One, created by Dr. Erol Fikrig, a Yale School of Medicine infectious disease physician, uses the same MRNA vaccine technology that has become familiar during the Covid era. His vaccine would make the tick bite quickly itchy and red, making it easily noticed. It’s also the first vaccine intended for humans that does not target a pathogen.

“Lyme disease isn’t the only issue,” said Dr. George Dempsey, the medical director of East Hampton Family Medicine. He was most interested in Dr. Fikrig’s MRNA vaccine. “The lone star tick is the main problem out here. I’m seeing more of the meat allergy caused by the lone star tick than I see Lyme disease.”

“The potential of catching the tick early, just as it’s biting or shortly after, holds real promise,” he said.

Last fall, Dr. Dempsey was honored by the Bay Area Lyme Disease Foundation for his work in building a local bio bank, or collection of blood samples from those experiencing symptoms of early-stage Lyme disease.

According to the C.D.C., for a tick to transmit Lyme disease, it “must be attached for 36 to 48 hours or more.” Tick saliva contains a numbing agent, which is why their bites often go undetected. Notice the tick quickly and the odds of it passing on a pathogen are reduced.

“If you look at the data, the vast majority of Lyme diagnoses come from people who don’t know they were bit,” said Mr. Scotti.

In fact, Dr. Fikrig’s vaccine could potentially reduce all tick-borne diseases, like babesiosis or ehrlichiosis, that require a long attachment period.

“That technology is very interesting,” said Dr. Kerr, who reported multiple cases of babesiosis in August. Babesiosis was detected in 20 percent of nymph phase black-legged ticks, and 8 percent of adult black-legged ticks in East Hampton Town in 2021.
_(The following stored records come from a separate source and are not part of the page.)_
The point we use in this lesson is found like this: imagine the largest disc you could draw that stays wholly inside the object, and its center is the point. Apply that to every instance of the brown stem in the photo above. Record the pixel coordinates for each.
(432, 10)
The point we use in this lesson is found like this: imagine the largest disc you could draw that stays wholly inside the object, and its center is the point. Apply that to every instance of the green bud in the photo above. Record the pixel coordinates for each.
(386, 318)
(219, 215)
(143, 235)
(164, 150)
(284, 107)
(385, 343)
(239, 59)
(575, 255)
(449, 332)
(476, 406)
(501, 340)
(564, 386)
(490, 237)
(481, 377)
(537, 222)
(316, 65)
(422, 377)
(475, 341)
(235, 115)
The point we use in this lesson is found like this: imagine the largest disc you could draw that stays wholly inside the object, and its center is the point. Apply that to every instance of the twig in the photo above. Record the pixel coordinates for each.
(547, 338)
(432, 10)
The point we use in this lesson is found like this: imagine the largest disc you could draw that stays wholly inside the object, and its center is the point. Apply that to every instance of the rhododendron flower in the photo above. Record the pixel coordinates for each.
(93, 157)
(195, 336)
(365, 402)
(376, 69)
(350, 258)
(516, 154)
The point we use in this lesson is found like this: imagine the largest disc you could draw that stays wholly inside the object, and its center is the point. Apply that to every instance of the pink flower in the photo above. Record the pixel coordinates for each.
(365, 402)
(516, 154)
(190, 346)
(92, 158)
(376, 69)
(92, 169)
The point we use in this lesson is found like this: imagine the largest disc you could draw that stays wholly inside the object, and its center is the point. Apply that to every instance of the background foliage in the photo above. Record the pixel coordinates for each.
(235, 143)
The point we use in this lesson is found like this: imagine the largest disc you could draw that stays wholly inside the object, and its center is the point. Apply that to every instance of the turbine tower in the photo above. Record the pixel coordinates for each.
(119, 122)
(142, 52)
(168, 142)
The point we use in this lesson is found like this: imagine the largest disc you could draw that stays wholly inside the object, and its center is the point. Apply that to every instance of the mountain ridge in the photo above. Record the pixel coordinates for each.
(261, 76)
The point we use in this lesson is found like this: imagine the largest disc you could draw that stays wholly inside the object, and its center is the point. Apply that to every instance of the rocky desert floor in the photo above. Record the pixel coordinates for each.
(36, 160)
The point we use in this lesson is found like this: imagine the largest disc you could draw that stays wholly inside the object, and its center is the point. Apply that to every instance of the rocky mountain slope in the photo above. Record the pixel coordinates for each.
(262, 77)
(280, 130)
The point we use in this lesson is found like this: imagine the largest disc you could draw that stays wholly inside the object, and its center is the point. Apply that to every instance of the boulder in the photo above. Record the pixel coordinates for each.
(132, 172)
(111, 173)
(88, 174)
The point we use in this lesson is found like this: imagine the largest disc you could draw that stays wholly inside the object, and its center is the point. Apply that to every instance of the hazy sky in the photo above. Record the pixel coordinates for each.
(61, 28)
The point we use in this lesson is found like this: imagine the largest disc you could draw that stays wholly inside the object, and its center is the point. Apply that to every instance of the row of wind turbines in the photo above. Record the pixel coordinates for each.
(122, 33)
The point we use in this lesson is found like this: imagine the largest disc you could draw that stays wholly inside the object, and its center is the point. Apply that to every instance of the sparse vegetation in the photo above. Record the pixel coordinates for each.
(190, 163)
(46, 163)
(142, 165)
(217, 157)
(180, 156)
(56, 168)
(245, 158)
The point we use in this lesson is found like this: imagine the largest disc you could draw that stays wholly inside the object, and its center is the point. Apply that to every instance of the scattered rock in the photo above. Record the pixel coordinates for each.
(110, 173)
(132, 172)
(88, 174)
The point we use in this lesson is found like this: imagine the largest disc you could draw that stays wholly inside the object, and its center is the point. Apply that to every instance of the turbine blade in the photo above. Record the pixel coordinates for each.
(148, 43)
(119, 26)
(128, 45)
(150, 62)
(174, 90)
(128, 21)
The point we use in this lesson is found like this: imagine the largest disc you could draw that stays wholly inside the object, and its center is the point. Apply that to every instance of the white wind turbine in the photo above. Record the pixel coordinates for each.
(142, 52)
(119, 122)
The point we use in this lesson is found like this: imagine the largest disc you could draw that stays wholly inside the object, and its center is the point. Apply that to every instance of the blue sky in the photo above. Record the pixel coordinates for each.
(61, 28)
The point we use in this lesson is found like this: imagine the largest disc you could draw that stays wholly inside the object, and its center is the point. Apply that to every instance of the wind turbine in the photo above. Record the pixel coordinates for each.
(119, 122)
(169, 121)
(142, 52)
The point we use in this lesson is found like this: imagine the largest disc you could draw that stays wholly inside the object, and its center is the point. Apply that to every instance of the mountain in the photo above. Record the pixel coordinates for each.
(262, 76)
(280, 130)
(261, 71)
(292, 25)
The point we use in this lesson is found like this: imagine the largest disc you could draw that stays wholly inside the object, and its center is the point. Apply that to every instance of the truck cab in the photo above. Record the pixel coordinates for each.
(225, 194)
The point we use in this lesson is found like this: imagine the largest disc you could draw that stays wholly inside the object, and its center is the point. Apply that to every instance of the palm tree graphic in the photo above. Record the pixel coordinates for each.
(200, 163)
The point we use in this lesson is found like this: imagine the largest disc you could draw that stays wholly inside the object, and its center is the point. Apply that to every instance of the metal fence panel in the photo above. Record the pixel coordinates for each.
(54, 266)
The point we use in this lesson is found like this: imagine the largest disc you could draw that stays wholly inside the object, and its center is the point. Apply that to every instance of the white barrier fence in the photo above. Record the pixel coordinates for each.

A third strategy involves monoclonal antibodies which, like the MRNA vaccine technology, became a familiar term during Covid. The Lyme PrEP shot, developed at MassBiologis of UMass Medical School, is in phase 1 clinical trials. It is not considered a vaccine since it doesn’t produce an antibody response. Instead, the shot is a prophylactic.

According to the UMass website, the shot “prevents infection by delivering a single, human anti-Lyme antibody, or blood protein, directly to a person rather than triggering their own immune system to make many antibodies as vaccines do. If a person’s blood contains antibodies against the bacteria, the antibodies can kill Borrelia in the tick’s gut before the bacteria have a chance to travel to the salivary glands, thereby preventing transmission to the human.”

Vaccines, or perhaps politicians talking about vaccines, have divided opinion these last few years. One thing that every East End resident can agree on, however, is that tick-borne diseases have a huge impact, not only on people’s health but on their ability to enjoy the outdoors. Perhaps vaccines will make a difference.